Infatti con grandi entusiasmi e passioni in quei giorni ci si impegnò a ricercare la musica che avrebbe dovuto accompagnare facendo da valido contrappunto alle storie narrate nelle scene girate. Le note musicali dovevano avere, nell’idea di Andrea, una funzione speciale per costruire già in anticipo le atmosfere della narrazione per immagini, a sostituzione delle parole, troppe volte sovrabbondanti e mortificanti. Andrea viaggiava, riposava ed a volte dormicchiava ascoltando ore ed ore di musiche; e le riascoltava immaginando le scene da realizzare: aveva sempre pensato che le parole fossero importanti ma non necessarie e che il Cinema non ne avesse bisogno al di là dell’essenziale e, dopo aver scritto le sceneggiature, procedeva con tagli impietosi a ridurne la complessità verbale.

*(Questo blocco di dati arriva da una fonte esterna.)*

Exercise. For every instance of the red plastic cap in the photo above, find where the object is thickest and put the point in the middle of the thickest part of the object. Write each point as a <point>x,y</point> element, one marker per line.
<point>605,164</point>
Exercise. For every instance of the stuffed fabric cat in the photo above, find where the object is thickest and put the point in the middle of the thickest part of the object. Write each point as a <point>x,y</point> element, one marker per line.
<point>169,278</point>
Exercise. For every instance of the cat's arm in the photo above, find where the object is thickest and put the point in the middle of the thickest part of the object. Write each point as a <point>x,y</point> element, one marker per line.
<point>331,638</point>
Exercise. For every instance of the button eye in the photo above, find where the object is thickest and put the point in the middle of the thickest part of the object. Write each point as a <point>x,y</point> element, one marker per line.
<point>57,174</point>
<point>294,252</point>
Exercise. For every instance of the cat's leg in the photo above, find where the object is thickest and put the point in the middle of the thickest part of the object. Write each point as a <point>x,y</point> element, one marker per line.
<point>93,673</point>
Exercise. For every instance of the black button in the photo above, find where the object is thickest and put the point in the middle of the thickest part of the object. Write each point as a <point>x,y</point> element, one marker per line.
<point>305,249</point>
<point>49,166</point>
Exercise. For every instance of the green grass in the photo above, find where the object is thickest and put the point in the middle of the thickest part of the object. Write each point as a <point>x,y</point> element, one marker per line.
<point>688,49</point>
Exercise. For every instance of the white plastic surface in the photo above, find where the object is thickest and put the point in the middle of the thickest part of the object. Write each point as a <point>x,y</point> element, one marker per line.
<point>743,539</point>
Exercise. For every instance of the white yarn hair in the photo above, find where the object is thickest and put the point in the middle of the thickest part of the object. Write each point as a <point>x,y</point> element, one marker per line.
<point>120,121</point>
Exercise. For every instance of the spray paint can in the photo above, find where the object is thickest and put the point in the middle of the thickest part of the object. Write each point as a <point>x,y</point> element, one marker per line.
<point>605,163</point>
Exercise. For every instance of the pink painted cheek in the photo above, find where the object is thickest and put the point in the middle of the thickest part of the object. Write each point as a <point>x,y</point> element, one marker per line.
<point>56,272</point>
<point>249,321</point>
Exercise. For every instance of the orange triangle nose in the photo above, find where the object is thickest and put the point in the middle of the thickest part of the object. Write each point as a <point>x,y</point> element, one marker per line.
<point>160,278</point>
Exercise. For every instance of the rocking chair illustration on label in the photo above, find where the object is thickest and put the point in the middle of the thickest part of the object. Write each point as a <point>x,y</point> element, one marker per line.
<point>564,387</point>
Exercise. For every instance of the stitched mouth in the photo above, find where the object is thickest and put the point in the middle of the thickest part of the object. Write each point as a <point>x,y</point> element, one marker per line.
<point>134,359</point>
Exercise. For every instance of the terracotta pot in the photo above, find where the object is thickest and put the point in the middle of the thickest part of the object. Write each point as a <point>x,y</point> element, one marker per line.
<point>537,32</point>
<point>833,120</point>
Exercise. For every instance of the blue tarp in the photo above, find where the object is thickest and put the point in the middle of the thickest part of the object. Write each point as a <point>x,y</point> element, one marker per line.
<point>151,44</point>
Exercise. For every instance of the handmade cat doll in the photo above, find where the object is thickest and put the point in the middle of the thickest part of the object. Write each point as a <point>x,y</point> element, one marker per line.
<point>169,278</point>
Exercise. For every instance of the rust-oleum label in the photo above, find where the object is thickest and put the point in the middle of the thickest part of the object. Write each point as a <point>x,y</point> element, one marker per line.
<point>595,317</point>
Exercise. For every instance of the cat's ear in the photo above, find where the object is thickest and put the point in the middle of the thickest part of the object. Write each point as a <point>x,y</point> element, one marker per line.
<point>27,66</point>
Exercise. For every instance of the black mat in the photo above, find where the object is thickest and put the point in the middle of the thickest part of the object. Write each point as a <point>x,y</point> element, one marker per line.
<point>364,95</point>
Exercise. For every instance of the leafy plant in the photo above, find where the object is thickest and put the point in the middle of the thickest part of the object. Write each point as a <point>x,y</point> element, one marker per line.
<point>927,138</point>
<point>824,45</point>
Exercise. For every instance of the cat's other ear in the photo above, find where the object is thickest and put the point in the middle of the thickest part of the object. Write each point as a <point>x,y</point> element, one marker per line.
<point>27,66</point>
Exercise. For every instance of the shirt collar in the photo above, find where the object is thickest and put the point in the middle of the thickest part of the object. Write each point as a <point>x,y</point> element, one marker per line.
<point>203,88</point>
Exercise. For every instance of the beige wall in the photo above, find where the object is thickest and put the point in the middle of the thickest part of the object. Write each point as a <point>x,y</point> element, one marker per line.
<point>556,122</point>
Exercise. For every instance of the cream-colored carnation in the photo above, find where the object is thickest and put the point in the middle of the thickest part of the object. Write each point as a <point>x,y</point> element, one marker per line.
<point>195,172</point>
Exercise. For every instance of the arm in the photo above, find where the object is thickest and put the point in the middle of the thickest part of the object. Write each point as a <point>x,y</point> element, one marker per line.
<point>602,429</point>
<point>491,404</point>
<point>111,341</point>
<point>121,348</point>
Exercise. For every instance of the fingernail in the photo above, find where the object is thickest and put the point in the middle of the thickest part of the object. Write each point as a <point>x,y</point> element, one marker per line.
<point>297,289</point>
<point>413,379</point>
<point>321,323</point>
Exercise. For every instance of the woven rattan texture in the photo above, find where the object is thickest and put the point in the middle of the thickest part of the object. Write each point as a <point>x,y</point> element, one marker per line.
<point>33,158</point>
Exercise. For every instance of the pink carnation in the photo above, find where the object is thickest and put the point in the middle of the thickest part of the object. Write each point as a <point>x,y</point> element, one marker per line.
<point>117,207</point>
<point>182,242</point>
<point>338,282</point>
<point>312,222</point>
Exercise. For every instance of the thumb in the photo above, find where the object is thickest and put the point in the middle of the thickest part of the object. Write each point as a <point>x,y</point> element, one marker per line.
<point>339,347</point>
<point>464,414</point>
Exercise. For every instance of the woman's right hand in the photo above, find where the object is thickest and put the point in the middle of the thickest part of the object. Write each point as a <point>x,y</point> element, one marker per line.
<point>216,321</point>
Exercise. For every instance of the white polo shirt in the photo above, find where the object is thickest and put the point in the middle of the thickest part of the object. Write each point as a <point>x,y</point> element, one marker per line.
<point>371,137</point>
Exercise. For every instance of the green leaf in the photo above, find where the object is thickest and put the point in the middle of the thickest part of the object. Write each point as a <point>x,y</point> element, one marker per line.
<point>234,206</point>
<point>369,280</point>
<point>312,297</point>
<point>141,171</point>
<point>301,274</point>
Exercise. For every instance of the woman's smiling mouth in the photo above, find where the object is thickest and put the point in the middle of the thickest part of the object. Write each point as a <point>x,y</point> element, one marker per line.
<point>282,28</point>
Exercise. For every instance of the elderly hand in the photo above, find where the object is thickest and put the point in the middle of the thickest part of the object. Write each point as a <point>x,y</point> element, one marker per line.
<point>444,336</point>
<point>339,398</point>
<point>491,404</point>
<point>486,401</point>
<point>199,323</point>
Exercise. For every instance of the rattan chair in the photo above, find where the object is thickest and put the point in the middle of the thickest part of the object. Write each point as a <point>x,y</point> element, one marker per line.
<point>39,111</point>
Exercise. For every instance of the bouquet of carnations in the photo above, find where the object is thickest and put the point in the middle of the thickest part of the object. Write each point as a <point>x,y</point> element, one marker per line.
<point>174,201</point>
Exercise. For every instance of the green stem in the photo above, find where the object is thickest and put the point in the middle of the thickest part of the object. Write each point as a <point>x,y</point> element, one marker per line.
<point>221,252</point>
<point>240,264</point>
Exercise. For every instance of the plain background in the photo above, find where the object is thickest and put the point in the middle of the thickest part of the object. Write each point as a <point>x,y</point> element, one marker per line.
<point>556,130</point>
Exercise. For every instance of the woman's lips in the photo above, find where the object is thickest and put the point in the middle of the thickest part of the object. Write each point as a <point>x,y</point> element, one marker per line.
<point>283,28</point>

Durante le riprese non mancarono gli errori ma la maestria dei tecnici combinata all’intuizione di Andrea aiutarono a non renderli visibili nel prodotto finale: questa è una delle magie del Cinema, che è somma arte della finzione camuffata da eccelsa verità. Come quando, dopo aver lasciato le stanze e i giardini di Villa Filicaia, si ricordarono di non aver girato una scena.
Ora bisogna sapere che una “troupe” anche minima sposta chili e chili di materiali tecnologici e poi Villa Filicaia era anche una struttura “speciale” alla quale non era facile accedere. Occorrevano permessi precisi e circostanziati. Villa Filicaia si trovava (ora è ancora là, tuttavia cadente ed abbandonata, e la Regione Toscana intende vendrela) alle pendici dello Spazzavento, una collina alla cui sommità c’ è il Mausoleo di Malaparte ed era allora utilizzata come Presidio geriatrico per pazienti non autosufficienti con gravi deficit mentali, demenza senile non associata a gravi problematiche.
Era stata scelta sia per la bellezza degli spazi interni con soffitti affrescati con scene mitologiche, grottesche e decorazioni tipicamente rinascimentali, che servirono per i titoli di testa sia per la presenza, che si avverte poi nel sonoro, dei pazienti: furono utilizzati essenzialmente gli spazi a disposizione del pubblico esterno ed anche gli operatori sanitari collaborarono ad aiutare Andrea e la troupe, prestando sia i costumi (camici da lavoro) necessari nelle scene sia se stessi, interpretandosi.